The morning began quietly. I woke before the birds, before the sun, and pulled my lean-to shelter to the shore of My River to serve its second use as raft. With the cup of my hands I drank from my river and splashed its water to clear the night's earth-bed smear from my cheeks. My final raucous heave woke my attention to the tentative whispering whistle of many small bird-voices and the soft glow of dawn's entreaty for day.
I clamber over the edge of the raft and dig my fingers into the clefts of two pairs of logs separated by the span of my arms, my face turned upwards to the brightening of gaps in My Great Forest Canopy. An aggressive wind assures me of the coming storm, but I am comfortable in the judgment of my downstream journey's brevity. So in this moment in my forest, as with so many others felt since my joining it, I wait and drift...

Thursday, April 24, 2008

An Early Soul

The midday sun reaches its fiery peak as I draw a last sweet breath of easy air on the hilltop. I stumble a bit on my first step; making my way down the rocky hillside a perilous, though perhaps not entirely ungraceful, headlong scramble. The stony earth begins to even out as the shady boughs of the impending forest gain level with my eyes. Between my footfall and that shady place, puffy white forms dance to the rhythm of my bouncing heels and toes. The flock is soon a river on even land to be run between, so thus I continue my mad pace past the bleating, grazing crop of wool and tame my wild storm of pedal motion to a gentle rustle against the fern-furried forest floor...

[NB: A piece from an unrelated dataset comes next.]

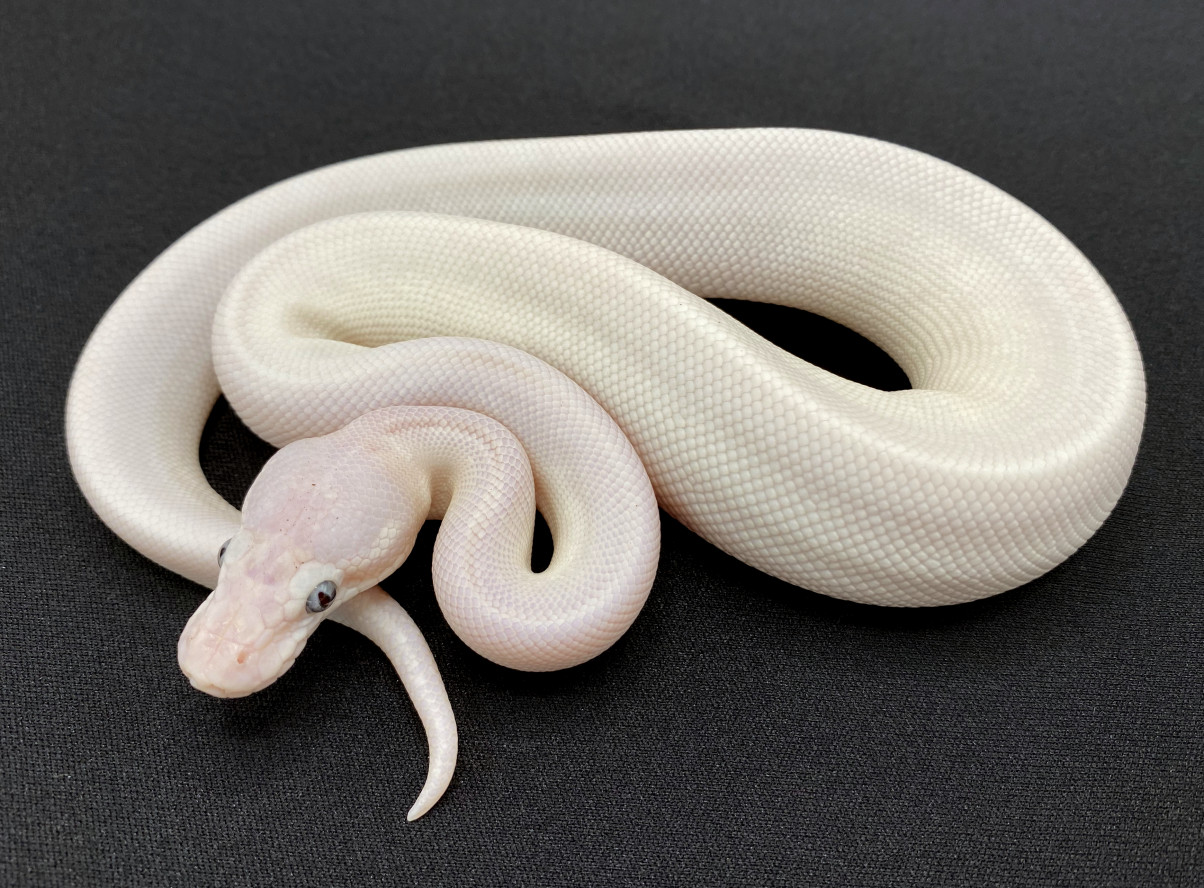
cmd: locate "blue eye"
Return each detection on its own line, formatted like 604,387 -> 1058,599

In the ages of Earth before my birth into it, there have been as countlessly many risings of powerful men and man-thoughts as failings of ideas and civilizations. In this, my present, I see a great number of things which frustrate my individual will and shame my human spirit. The counting of these makes no dent in the sense of hopelessness about their confining mass. Ignoring the tragedy of our flawed society gives only a shallow and transient peace, but I have come to believe that there is little to be done for it save the tending of my own spirit in defiance of all that contains it. To that end I will write these threads of imagined lives stripped bare of modern woes. I hope that many, including some who would not take well to a plainer description of my views, will appreciate them as moments of both peace and vigor unbound by time.